Bu baskının yanı sıra “Gülenci” olduğu iddia edilenlere yönelik tasfiye devam ediyor. Tutuklu bulunduğum yüksek güvenlikli cezaevinde birçok mahpus hükümetin tabiriyle “F... ” üyesi olmakla suçlanıyor. Bugünlerde hükümetin sevmediği herhangi biri Gülenci olmakla suçlanabilir. Buradaki iki düzine asker ve birkaç öğretmenin deneyimleri de benimki gibi. Gözaltına alınma sürecinden iddianame olmaksızın tutuklanmaya, yargılamaya kadar tüm süreç insan haklarını ihlal ediyor.
Böylesi kasti baskılar, öfke ve umutsuzluktan başka bir şey üretmiyor. Türkiye’nin mevcut “terör” anlayışı gelecek yıllarda rejime karşı daha fazla düşmanlık üretecek.
Terörle mücadele polislerinin kapımı çaldığı o Eylül sabahı, benim için Ankara’ya karşı tüm demokratik muhalefeti susturma sürecinin bir parçasıydı.
İddianame bir gün hazırlanacak ama ne zaman kim bilir.
Şimdi kaldığım hücre oldukça pis. Yerdeki sıva dökülüyor, demirler paslı. Çeşme suyu kötü kokuyor. Isıtma çalışmıyor ve yetkililer ziyaretleri zorlaştırıyor. Bizse zamanımızı yabancı diller öğrenip, egzersiz yapıp okumakla geçiriyoruz. Günlerim hücre arkadaşlarımla konuşup Türkiye solu ve faşizm hakkında okuyarak geçiyor.

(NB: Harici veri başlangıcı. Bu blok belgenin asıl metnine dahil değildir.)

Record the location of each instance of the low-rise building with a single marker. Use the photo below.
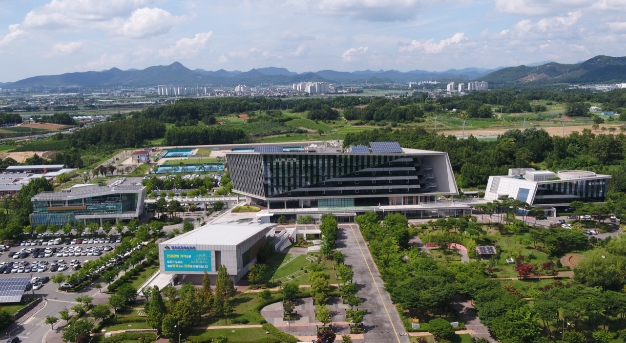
(233, 244)
(88, 203)
(548, 189)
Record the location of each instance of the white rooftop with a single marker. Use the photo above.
(229, 233)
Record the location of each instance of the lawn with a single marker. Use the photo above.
(464, 338)
(12, 309)
(138, 280)
(141, 170)
(7, 147)
(238, 335)
(175, 162)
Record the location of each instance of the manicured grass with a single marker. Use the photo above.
(142, 170)
(128, 326)
(449, 256)
(12, 309)
(309, 124)
(7, 147)
(143, 276)
(190, 161)
(249, 334)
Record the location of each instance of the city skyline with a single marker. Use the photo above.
(59, 36)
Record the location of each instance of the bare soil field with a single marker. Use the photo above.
(45, 126)
(21, 157)
(551, 130)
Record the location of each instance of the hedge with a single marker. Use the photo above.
(284, 337)
(129, 336)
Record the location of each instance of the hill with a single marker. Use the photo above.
(179, 75)
(599, 69)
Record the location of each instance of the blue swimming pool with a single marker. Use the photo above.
(178, 152)
(191, 168)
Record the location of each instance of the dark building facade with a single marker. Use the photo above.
(344, 179)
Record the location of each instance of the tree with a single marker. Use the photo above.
(187, 226)
(117, 302)
(256, 273)
(156, 310)
(65, 314)
(441, 329)
(101, 311)
(168, 327)
(322, 314)
(79, 331)
(51, 320)
(290, 290)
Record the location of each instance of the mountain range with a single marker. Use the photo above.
(599, 69)
(178, 75)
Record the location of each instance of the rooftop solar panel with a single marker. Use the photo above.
(386, 147)
(12, 289)
(359, 149)
(268, 148)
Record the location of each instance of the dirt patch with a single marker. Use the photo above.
(571, 260)
(45, 126)
(21, 157)
(551, 130)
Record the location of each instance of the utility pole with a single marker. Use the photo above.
(464, 129)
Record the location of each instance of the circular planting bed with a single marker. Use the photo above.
(571, 260)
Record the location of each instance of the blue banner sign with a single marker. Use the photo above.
(184, 260)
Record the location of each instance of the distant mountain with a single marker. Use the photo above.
(178, 75)
(599, 69)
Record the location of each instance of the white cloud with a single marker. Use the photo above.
(187, 47)
(303, 49)
(353, 54)
(547, 7)
(75, 14)
(14, 32)
(371, 10)
(146, 22)
(66, 48)
(431, 47)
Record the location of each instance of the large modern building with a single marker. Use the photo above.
(13, 178)
(332, 179)
(233, 244)
(548, 189)
(88, 203)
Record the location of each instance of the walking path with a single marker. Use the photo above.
(470, 318)
(382, 322)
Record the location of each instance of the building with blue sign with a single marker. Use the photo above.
(233, 244)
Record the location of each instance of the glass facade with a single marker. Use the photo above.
(62, 212)
(564, 192)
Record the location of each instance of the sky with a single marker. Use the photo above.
(59, 36)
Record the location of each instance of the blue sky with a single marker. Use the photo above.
(59, 36)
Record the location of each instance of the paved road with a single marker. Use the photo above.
(470, 318)
(382, 321)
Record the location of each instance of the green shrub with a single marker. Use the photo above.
(285, 337)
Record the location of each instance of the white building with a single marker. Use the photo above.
(233, 244)
(451, 87)
(312, 87)
(242, 88)
(548, 189)
(477, 86)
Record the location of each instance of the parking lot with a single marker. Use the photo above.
(47, 257)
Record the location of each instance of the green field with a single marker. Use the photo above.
(237, 335)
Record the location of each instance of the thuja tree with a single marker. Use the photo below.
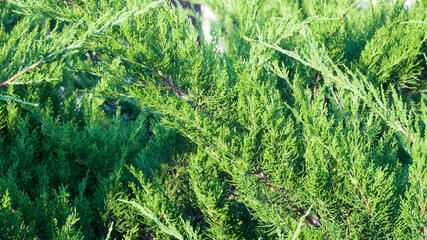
(299, 119)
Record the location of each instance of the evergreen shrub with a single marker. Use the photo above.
(297, 120)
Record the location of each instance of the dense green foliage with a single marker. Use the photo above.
(119, 120)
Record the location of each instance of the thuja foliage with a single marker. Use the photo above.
(297, 120)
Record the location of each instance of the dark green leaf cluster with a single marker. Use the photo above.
(297, 120)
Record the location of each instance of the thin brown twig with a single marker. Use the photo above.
(424, 216)
(403, 131)
(417, 91)
(168, 82)
(348, 224)
(364, 199)
(84, 164)
(315, 84)
(19, 73)
(339, 106)
(312, 221)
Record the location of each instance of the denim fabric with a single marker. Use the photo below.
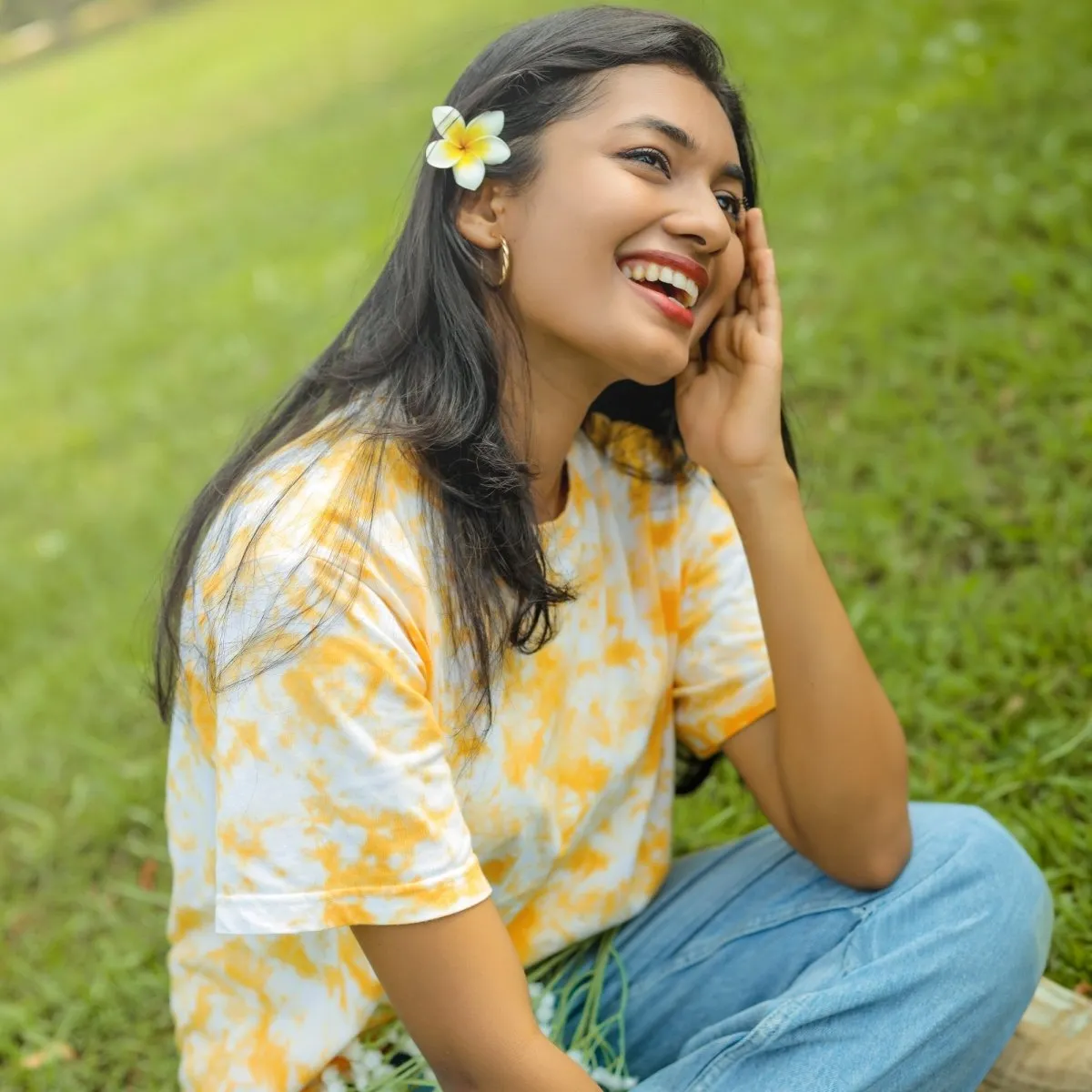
(752, 971)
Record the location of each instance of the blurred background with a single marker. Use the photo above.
(194, 197)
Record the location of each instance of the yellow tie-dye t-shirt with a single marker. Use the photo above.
(316, 778)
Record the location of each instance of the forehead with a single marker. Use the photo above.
(678, 97)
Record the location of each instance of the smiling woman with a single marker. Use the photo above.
(436, 632)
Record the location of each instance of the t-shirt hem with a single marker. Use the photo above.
(315, 911)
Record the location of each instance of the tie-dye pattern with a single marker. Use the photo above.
(316, 780)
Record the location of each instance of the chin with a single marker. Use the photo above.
(652, 371)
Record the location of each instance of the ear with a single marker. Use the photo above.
(481, 213)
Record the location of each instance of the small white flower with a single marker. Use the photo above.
(467, 147)
(612, 1082)
(332, 1081)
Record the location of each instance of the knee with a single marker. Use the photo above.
(994, 883)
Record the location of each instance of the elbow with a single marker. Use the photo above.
(887, 861)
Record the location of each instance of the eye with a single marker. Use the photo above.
(734, 206)
(652, 157)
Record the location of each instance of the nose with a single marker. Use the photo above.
(702, 219)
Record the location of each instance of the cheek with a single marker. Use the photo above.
(729, 276)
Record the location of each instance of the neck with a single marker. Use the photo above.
(545, 410)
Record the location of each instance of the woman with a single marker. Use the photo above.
(434, 632)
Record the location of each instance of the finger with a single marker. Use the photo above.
(688, 375)
(768, 298)
(756, 230)
(745, 294)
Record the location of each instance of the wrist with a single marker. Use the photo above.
(757, 487)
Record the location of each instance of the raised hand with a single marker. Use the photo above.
(729, 403)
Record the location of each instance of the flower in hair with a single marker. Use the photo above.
(467, 147)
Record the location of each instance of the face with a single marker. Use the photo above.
(649, 177)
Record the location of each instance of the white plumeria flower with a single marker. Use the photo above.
(467, 147)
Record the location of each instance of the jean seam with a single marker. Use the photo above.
(760, 1036)
(758, 925)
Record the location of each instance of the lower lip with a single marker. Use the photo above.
(671, 307)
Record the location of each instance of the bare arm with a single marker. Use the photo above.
(458, 986)
(829, 767)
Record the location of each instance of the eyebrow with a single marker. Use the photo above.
(682, 137)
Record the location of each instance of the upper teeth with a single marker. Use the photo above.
(650, 271)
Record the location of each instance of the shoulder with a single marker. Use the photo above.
(652, 470)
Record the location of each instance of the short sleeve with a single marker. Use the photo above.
(723, 682)
(336, 803)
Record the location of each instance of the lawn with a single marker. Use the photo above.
(190, 208)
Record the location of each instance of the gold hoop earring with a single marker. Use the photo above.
(506, 263)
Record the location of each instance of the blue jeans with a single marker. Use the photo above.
(752, 971)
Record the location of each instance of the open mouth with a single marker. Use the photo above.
(664, 279)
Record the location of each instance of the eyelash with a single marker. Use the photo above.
(735, 212)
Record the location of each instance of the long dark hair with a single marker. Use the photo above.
(420, 361)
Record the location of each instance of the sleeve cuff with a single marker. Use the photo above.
(315, 911)
(713, 733)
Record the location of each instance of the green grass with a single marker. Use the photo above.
(190, 208)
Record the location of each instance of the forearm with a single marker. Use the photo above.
(536, 1065)
(840, 749)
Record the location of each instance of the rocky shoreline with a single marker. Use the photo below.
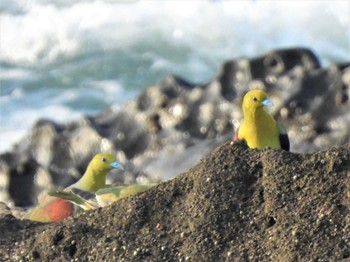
(235, 204)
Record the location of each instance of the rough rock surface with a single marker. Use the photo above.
(236, 204)
(173, 124)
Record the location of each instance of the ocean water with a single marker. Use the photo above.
(61, 59)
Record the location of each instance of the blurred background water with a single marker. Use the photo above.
(61, 59)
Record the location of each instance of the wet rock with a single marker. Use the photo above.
(174, 123)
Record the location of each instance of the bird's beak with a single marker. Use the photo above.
(266, 102)
(117, 165)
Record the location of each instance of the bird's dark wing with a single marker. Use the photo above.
(283, 137)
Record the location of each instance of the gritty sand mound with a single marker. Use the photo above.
(236, 204)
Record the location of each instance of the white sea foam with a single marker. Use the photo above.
(55, 55)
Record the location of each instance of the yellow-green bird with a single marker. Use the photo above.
(53, 209)
(258, 128)
(90, 200)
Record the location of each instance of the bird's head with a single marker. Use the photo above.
(255, 99)
(104, 163)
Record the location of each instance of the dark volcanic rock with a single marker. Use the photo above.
(173, 124)
(237, 204)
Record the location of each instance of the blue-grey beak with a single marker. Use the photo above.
(266, 102)
(117, 165)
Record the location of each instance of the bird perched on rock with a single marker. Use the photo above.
(90, 200)
(53, 209)
(258, 128)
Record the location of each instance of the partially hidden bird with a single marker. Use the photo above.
(258, 128)
(88, 200)
(54, 209)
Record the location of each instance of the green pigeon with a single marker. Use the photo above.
(54, 209)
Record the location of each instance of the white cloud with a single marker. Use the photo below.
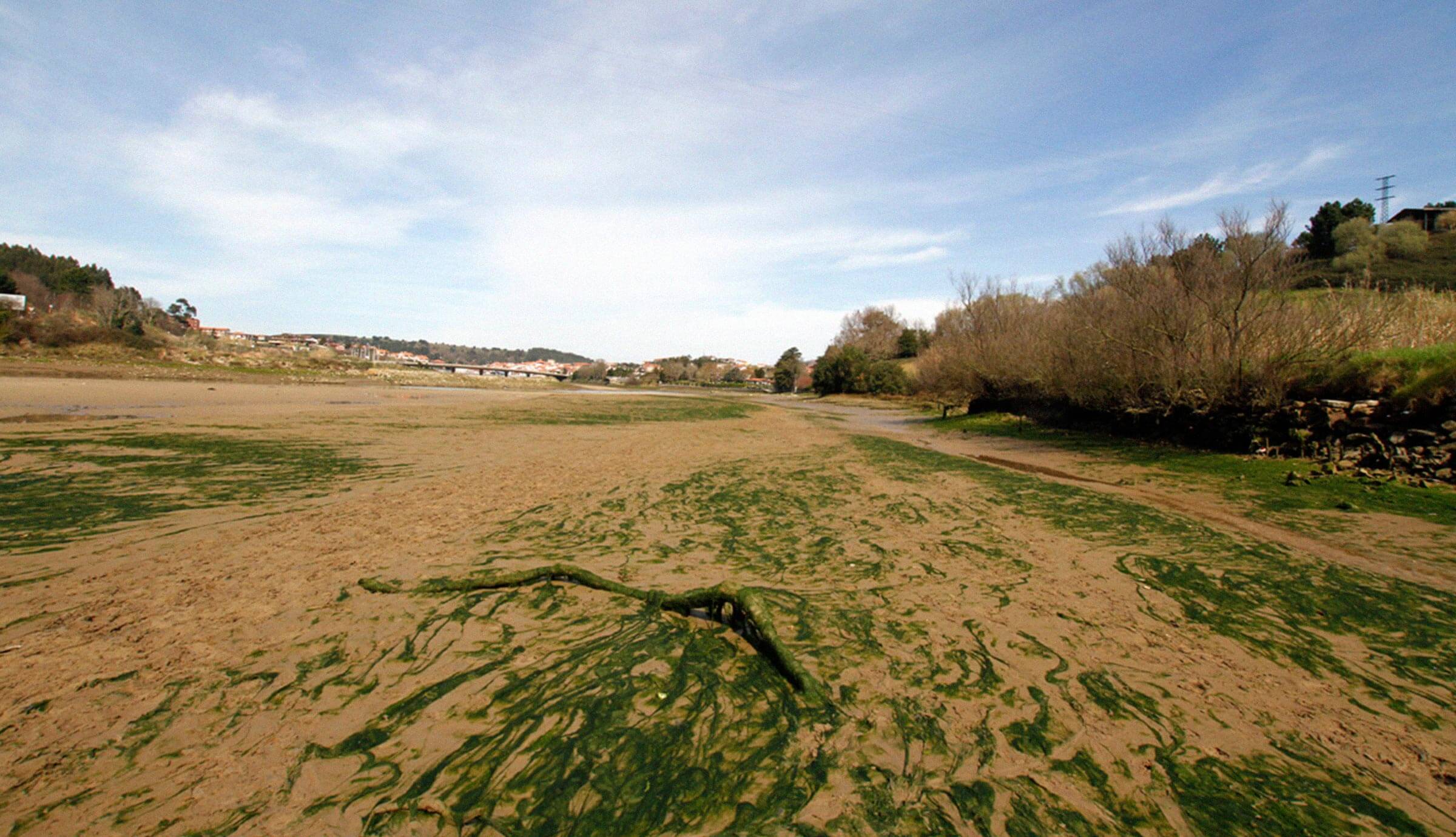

İfadem sırasında polis, tüm katmanları sıyırıp gizli bir çeşit kötülük bulmak için kim olduğumu “çözmeye” çalıştı. Ama çözülecek hiçbir şey yok. Ben sosyalist ve yazarım. Demokratik bir cumhuriyeti savunuyor, demokratik mücadeleleri destekliyorum. Yaptığım her şeyin arkasındayım.